Monday, September 8, 2008

Monday 8 August 2008

Today we move into a section called "Jesus and the Kingdom of God" by Stanley Hauerwas.

...we must remember that for Israel to imitate god or for Christians to imitate Jesus is not an end in itself. Such an imitation is to put one in the position of being part of a kingdom. As we have already noted, Jesus as portrayed in the synoptic Gospels does not call attention to himself. He comes to announce the kingdom as a present reality. To what extent he understood then how his life would be chosen by God to be the means by which that kingdom would be made a reality to all people, we have no way of knowing. What is significant is not what Jesus may or may not have thought about himself, though he certainly acted as one having authority (Matt.12:28), but that he was obedient to his calling and therefore is the sign and the form of the reality of God's kingship then and now.

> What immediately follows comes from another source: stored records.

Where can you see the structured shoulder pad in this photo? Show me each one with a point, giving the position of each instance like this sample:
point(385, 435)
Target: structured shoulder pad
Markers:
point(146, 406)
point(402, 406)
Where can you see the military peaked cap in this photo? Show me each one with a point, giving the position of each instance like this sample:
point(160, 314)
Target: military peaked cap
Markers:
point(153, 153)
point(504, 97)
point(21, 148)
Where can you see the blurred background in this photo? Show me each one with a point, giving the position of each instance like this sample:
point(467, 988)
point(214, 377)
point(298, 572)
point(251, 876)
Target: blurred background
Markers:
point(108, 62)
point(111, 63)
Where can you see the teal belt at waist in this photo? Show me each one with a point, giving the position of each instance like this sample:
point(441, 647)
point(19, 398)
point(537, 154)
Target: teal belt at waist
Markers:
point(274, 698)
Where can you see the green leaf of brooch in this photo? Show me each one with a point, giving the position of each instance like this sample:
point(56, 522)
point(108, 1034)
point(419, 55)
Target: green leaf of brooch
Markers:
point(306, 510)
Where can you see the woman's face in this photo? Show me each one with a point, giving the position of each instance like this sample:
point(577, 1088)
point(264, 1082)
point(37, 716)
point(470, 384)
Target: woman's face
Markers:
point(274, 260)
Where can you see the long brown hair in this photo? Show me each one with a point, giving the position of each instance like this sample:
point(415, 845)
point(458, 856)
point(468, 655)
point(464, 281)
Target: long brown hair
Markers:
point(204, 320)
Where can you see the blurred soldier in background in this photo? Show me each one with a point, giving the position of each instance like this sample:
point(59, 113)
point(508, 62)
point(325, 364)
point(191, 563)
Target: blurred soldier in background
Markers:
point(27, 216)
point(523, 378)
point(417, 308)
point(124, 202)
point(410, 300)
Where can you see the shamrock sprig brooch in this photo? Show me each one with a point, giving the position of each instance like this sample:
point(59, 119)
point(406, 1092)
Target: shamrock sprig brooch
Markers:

What strikes me in my reading of this piece is that this proclamation of Jesus - this announcement that the kingdom is a present reality - is the beginning of it becoming a living reality. Jesus announces its present reality and he is walking within its bounds. It is a action that not all of us do. Often, announcements are made but the life they announce does not become a reality. When we look to Jesus in the gospels, we see a life and yet we are not given any perspective on how he thought of himself or how he planned out his day. Rather we are given the story of his life. This story as we look at it though, gives us a living example of the Reign of God coming to life. Could it be that our announcement of God's Reign presently around us is the way we move into its life? We announce its reality and in that announcement, we already begin to be pulled into its life. All the more reason to never stop announcing.

Connection: Sometimes it is not easy to announce the presence of God's Reign. It can come off as a strange kind of presentation. Then again, this Reign is all about real life stuff that is a part of each day we enter. Therefore, it need not be so strange.

Lord of the New Day within God's Reign, encourage us to step into the many opportunities of life within your Reign as we move along through the may dynamics of the day. Often we simply need the eyes to see them and then the heart to enter them. Amen.